海外事例に学ぶサイバー演習手法その②-Waking Shark

掲載:2017年02月24日

執筆者:執行役員 兼 プリンシパルコンサルタント 内海 良

コラム

近年のサイバー攻撃が高度化・複雑化し、完全に防ぐという防御から、侵入された際の検知、被害軽減が重要視されてきています。そして、その検証にはサイバー演習が効果的です。

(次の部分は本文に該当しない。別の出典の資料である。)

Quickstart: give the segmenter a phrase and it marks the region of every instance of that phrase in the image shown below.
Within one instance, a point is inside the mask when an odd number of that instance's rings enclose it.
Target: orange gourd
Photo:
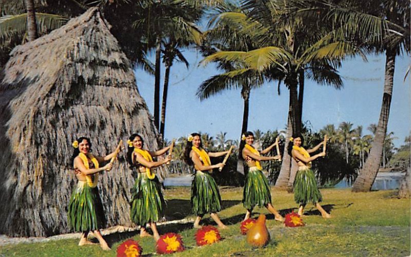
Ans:
[[[260,214],[255,224],[247,232],[247,243],[255,247],[262,247],[270,241],[270,233],[266,226],[266,215]]]

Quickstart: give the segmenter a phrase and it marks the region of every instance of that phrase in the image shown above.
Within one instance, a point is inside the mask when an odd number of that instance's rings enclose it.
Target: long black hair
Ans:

海外では以下のとおり様々なサイバー演習が実施されています。

その中から前回は米国の大規模サイバー演習Quantum Dawnを取り上げました。今回は英国で実施されたサイバー演習Waking Sharkについて、その目的や規模、具体的なシナリオなどをご紹介します。Waking Sharkはそのなかでも初期に実施されたものといっていいいでしょう。主な海外のサイバー演習事例は以下のとおりです。近年のサイバー攻撃が高度化・複雑化し、完全に防ぐという防御から、侵入された際の検知、被害軽減が重要視されてきています。そして、その検証にはサイバー演習が効果的です。

         

海外のサイバー演習事例

年度 演習名 開催国・地域 備考
2011 Waking SharkⅠ 英国 金融
2011 Quantum DawnⅠ 米国 金融
2011 Raffles3 シンガポール 金融
2012 Dear Chairman exercise1 英国 金融
2012 CAPP exercise 米国 金融
2013 Waking SharkⅡ 英国 金融
2013 Quantum DawnⅡ 米国 金融
2014 Raffles4 シンガポール 金融
2014 Resilient Shield 英国/米国 金融
2014 Dear Chairman exercise2 英国 金融
2014 CAPP exercise 米国 金融
2015 Quantum DawnⅢ 米国 金融
2015 WISE 香港 金融
2016 Cyber Star シンガポール 複数業種
2016 DHS Cyber Storm5 米国 複数業種
2016 ENISA Cyber Europe2016 EU IT業界を中心に複数業種

Waking Sharkの概要

Waking Sharkは、過去2回、2011年と2013年に実施されています。2011年のWaking SharkⅠでは、金融機関のITシステムに対して急増・巧妙化するサイバー攻撃を想定し、英国金融庁FSAの主導のもと、約33の金融機関と関係組織が参加、約100名の規模で実施されました。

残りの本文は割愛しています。